Paper
Written 56-E19 [2024-11-28], Edited 56-E19 [2024-11-28]
Image credit: Twitter Twemoji
Paper is one of Homo Sapiens‘ subtle and omnipresent inventions. A tiny sheet, lighter than a feather and smaller than a sling, could have enough markings to record an entire conversation. But for good or ill, I am not a member of that curious, imaginative, vicious species.
I am a Neanderthal.
I was thinking about the wonderful properties of paper while waiting for some fried chicken from Jollibee’s. I had ordered a 10 piece bucket, which was a light meal given my body mass and lifestyle.
The world is so complicated.
Paper. Markings. Buckets. Body masses. Artifacts representing smiling bees almost as tall as myself.
I started at the paper in my hands. I tried not to think about all the noises and activity around me. So many people. So many Sapiens.
The paper in my hands was a record of my trade. These beings, these Sapiens, trade a lot and record it all. I traded a 50 dollar slip for some food that was not ready to eat yet, and some more slips and flat circle known as “coins”.
My stomach growled loudly. Some of the people stopped to stare at me, the giant, the ogre with the limitless appetite. But they went back to their chatter and meals after a second.
I focused on the paper.
Focus!
I could see the symbol representing “five” followed by the symbol representing “none”. That meant “fifty” which is five people who each have ten fingers. But I wasn’t counting fingers I was counting… dollars! Yes, there was the dollar sign.
But those were only 3 symbols. This paper had enough symbols to form a family. Or to form a tribe. Or to form what, in Sapiens terms, was a small town.
There are more symbols on this paper than Neanderthals alive on this world, I thought. Something about that made me fearful and sick.
My species had been extinct for a long time. But the Sapiens, not content to kill, also seeked to create life. With some ancient blood, some tools too small to see, and some extremely courageous surrogate mothers, a group of Sapiens led by Doctor Nichols brought my kind back into the world.

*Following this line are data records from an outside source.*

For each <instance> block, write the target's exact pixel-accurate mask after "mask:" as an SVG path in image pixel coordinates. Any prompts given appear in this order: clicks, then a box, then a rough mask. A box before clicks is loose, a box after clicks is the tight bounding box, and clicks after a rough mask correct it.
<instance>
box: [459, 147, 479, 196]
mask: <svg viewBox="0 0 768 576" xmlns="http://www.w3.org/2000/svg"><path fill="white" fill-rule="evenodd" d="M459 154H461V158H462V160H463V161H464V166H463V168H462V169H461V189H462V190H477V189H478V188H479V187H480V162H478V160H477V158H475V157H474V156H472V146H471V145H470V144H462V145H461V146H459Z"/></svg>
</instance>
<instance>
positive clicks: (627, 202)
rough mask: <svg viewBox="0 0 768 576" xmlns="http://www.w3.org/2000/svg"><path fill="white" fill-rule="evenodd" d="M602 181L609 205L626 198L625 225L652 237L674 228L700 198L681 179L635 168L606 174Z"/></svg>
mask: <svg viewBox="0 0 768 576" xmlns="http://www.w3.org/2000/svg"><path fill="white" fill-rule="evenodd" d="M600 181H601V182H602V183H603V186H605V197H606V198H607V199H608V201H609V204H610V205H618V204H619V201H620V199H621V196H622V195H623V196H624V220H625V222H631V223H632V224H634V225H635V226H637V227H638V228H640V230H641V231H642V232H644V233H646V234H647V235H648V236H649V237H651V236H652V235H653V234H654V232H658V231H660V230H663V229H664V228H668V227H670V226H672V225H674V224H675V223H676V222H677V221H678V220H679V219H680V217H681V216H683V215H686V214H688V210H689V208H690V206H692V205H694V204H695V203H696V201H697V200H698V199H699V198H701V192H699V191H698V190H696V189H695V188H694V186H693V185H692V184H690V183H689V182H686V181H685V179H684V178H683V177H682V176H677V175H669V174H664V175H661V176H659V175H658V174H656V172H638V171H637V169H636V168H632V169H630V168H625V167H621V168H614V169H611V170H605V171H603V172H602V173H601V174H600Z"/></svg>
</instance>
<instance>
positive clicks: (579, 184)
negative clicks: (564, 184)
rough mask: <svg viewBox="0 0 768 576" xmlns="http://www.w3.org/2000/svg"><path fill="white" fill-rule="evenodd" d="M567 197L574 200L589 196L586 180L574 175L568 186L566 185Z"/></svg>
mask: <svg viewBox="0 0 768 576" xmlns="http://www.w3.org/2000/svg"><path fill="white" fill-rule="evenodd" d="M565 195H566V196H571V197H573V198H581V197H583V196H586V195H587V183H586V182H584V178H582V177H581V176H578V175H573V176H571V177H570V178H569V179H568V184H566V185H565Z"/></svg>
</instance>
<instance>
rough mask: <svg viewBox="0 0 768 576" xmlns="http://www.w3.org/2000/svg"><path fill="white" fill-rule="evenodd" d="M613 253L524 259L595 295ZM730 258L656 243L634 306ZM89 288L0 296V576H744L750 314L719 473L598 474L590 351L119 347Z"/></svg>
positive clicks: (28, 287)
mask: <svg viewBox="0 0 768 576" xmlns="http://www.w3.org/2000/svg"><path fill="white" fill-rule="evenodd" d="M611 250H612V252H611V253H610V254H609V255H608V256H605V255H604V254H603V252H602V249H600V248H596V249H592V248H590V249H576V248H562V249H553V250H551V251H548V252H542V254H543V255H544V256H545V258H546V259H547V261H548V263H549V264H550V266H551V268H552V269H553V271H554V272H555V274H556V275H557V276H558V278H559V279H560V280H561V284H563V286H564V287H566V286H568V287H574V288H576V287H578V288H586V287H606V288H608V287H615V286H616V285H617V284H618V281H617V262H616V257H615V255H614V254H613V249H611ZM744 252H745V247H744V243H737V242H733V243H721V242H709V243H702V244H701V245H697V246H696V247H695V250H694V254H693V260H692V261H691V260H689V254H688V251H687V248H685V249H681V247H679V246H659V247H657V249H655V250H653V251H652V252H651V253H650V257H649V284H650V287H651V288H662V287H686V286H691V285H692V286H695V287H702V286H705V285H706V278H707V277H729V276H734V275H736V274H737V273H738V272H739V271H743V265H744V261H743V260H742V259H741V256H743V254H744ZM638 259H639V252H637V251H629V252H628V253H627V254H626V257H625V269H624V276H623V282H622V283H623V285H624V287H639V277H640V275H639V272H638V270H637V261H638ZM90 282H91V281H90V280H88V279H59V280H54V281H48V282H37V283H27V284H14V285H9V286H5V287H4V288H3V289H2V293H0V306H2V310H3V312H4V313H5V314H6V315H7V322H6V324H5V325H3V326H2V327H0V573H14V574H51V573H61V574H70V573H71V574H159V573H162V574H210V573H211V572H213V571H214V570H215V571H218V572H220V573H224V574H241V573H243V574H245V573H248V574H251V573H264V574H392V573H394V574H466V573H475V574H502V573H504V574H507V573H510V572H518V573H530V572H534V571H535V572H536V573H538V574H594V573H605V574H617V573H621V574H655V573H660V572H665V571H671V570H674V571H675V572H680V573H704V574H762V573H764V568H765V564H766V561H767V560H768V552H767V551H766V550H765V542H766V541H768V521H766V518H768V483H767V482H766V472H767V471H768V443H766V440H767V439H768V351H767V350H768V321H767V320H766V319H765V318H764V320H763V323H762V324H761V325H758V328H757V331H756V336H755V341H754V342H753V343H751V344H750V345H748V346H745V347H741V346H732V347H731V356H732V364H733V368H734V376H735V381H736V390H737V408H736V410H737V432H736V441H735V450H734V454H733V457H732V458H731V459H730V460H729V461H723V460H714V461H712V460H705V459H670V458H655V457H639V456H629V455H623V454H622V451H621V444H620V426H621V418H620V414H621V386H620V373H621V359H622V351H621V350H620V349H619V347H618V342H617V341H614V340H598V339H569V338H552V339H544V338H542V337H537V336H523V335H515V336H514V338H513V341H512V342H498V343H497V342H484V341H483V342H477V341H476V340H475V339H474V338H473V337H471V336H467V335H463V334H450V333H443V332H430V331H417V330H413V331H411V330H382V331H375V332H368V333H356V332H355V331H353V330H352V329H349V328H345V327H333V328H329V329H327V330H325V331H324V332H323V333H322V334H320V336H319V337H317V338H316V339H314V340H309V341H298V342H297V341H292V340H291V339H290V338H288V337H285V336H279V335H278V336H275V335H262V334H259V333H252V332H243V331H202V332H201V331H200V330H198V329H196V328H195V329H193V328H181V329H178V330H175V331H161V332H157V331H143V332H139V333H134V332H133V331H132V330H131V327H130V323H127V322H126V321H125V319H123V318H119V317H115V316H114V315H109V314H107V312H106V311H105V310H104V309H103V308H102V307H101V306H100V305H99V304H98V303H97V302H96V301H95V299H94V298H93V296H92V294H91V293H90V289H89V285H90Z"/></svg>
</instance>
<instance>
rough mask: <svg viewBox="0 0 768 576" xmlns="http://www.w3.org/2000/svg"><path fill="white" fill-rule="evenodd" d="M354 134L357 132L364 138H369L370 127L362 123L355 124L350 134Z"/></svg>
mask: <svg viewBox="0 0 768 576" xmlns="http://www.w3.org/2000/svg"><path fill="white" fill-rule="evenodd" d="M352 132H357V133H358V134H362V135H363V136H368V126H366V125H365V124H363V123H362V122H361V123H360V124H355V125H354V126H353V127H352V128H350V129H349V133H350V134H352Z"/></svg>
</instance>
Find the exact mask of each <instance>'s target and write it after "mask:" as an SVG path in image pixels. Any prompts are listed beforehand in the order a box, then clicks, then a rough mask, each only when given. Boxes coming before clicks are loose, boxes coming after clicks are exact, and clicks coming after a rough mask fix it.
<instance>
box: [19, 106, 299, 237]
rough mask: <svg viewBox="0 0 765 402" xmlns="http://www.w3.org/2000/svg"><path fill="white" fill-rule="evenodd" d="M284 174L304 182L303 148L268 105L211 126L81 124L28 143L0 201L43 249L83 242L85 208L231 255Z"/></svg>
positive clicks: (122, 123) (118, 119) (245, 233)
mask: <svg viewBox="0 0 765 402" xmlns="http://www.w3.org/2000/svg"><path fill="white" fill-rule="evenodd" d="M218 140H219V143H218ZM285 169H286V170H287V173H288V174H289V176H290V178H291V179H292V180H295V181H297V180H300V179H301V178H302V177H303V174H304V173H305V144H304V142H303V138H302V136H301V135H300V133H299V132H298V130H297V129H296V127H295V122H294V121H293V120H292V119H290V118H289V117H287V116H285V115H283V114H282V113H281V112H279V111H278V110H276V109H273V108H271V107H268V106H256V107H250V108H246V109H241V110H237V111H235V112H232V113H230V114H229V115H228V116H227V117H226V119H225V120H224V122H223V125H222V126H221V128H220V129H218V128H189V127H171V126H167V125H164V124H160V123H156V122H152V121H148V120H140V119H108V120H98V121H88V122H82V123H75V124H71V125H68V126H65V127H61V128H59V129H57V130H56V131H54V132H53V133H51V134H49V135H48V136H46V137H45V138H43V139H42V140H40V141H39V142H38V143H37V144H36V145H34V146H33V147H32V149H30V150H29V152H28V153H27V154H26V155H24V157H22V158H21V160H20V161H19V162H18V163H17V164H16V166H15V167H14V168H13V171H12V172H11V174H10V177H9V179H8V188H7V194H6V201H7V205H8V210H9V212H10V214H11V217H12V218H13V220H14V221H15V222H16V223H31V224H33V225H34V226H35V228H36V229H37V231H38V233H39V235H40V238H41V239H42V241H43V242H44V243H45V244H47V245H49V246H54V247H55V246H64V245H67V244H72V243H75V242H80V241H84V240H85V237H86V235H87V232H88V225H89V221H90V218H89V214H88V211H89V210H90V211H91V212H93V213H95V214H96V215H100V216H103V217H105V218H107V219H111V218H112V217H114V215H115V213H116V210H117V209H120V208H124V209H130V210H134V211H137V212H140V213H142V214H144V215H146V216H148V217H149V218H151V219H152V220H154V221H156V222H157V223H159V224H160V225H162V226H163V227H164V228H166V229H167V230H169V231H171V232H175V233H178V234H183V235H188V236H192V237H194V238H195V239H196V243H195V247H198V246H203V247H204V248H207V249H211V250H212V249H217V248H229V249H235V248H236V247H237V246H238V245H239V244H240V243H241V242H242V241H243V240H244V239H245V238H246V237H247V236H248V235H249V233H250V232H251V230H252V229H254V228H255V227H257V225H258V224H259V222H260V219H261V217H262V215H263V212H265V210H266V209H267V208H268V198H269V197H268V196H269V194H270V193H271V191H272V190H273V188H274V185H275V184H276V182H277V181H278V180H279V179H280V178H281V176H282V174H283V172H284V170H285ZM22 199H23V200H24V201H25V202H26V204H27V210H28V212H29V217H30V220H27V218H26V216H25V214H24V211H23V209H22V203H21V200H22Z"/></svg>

Doctor Nichols felt that a single Neanderthal might get lonely among billions of Sapiens. She wanted to raise fifty Neanderthals from birth to adulthood. But only five of the pregnancies ended in births.

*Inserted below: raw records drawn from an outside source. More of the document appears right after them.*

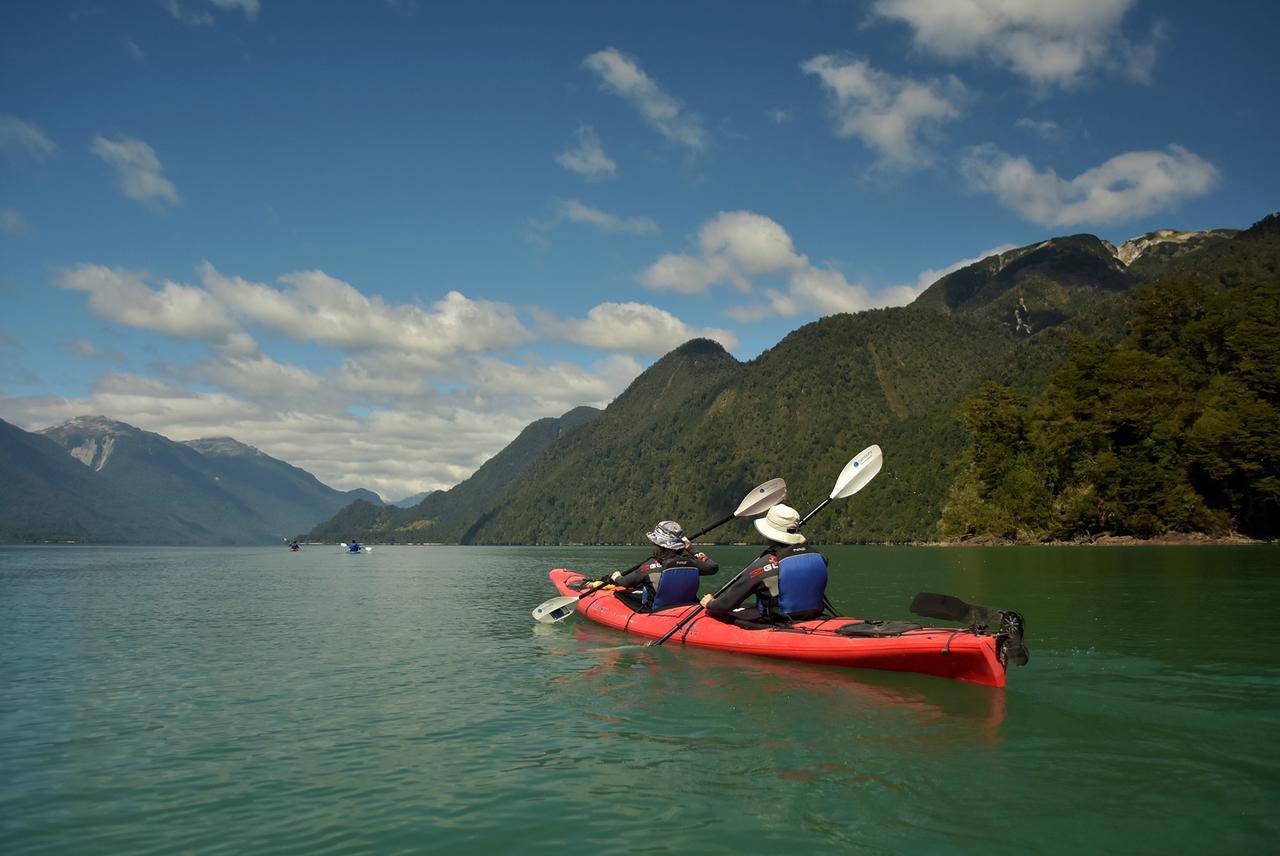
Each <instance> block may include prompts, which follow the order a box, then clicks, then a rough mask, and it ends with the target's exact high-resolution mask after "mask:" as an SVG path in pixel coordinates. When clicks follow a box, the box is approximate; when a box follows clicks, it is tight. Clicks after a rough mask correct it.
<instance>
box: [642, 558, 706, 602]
mask: <svg viewBox="0 0 1280 856" xmlns="http://www.w3.org/2000/svg"><path fill="white" fill-rule="evenodd" d="M692 603H698V568H671V569H669V571H663V572H662V576H660V577H658V589H657V590H655V591H654V592H653V603H652V604H650V605H649V609H653V610H658V609H666V608H668V606H684V605H686V604H692Z"/></svg>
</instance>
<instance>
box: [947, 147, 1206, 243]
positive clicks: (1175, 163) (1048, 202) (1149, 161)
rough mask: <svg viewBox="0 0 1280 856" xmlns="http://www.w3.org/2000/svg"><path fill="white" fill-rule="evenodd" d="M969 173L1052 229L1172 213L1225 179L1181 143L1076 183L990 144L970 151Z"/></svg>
mask: <svg viewBox="0 0 1280 856" xmlns="http://www.w3.org/2000/svg"><path fill="white" fill-rule="evenodd" d="M963 170H964V173H965V175H966V177H968V179H969V182H970V183H972V184H973V186H974V187H975V188H978V189H980V191H983V192H987V193H992V194H993V196H996V197H997V198H998V200H1000V201H1001V202H1002V203H1004V205H1005V206H1006V207H1010V209H1012V210H1014V211H1016V212H1018V214H1019V215H1021V216H1023V218H1025V219H1027V220H1030V221H1032V223H1038V224H1041V225H1046V226H1064V225H1073V224H1078V223H1116V221H1124V220H1133V219H1137V218H1142V216H1146V215H1148V214H1155V212H1157V211H1169V210H1171V209H1172V207H1175V206H1176V205H1178V203H1179V202H1181V201H1183V200H1188V198H1194V197H1199V196H1204V194H1206V193H1208V192H1210V191H1211V189H1212V188H1213V186H1215V184H1216V183H1217V178H1219V170H1217V168H1216V166H1213V164H1211V162H1208V161H1207V160H1204V159H1202V157H1199V156H1198V155H1196V154H1193V152H1190V151H1188V150H1187V148H1184V147H1181V146H1176V145H1171V146H1169V147H1167V148H1165V150H1162V151H1132V152H1125V154H1123V155H1116V156H1115V157H1112V159H1110V160H1107V161H1106V162H1103V164H1101V165H1098V166H1094V168H1092V169H1088V170H1085V171H1083V173H1080V174H1079V175H1076V177H1075V178H1074V179H1062V178H1059V177H1057V174H1056V173H1055V171H1053V170H1052V169H1047V170H1043V171H1041V170H1037V169H1036V168H1034V166H1033V165H1032V162H1030V161H1029V160H1028V159H1027V157H1021V156H1015V155H1009V154H1006V152H1004V151H1001V150H998V148H996V147H995V146H991V145H986V146H978V147H975V148H972V150H970V151H969V154H968V155H966V156H965V159H964V162H963Z"/></svg>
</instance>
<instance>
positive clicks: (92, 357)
mask: <svg viewBox="0 0 1280 856" xmlns="http://www.w3.org/2000/svg"><path fill="white" fill-rule="evenodd" d="M72 353H73V354H76V356H77V357H82V358H84V360H108V361H110V362H116V363H123V362H125V358H124V354H123V353H120V352H119V351H118V349H116V348H102V347H99V345H96V344H93V343H92V342H90V340H88V339H73V340H72Z"/></svg>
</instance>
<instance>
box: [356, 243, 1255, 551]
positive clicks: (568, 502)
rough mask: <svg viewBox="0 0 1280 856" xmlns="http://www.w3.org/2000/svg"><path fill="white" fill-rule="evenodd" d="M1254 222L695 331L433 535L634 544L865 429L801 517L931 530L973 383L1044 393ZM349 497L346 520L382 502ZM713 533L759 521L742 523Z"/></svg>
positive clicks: (819, 528)
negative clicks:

And the result of one of these five was waiting awkwardly in a fried chicken restaurant, towering over the other customer and trying not to hit his head on the ceiling.
One of the staff said something and gestured towards me. I can be a bit slow at understanding Sapiens language. But eye contact, waves, fingers pointed at me and a bucket of bird flesh were easy enough.
I picked up the tray with the bucket and tried to find an empty table. I would need an entire table to myself - quite an inconvenience for the other customers.
I felt like I was living in a lie in that moment.
This wasn’t where I belonged. Trading slips of “dollars” for food, looking for a table that was too small for my body, in a world where my ancestors were despised, while trying to understand markings on a paper!
Why was I even alive?
It was the question nobody wanted to answer.
Why?
Why exist?
Why live, in this dying world where entire species disappear?
Why live, as the survivor of a forgotten breed?
Why live, if I couldn’t even eat a meal without returning to the question?
“WHY?” I roared out loud, like a bear defending his territory.
Suddenly all the dimunitive Sapiens customers stared at me. No speaking, no eating, just staring. After a second of silence, they immediately ran past me, around me, behind me, all trying to get to the only door out. Some didn’t even finishe their various greasy foods, they fled like a herd of deer into the concrete clearing.
I felt awful for interrupting their meal, for making a scene, for marking myself out as a beastly, frightening Neanderthal.
But I also found some grim satisfaction in the fact that I now had every table to myself.
Notes
This is set in the same universe as Fatty & Kingdom.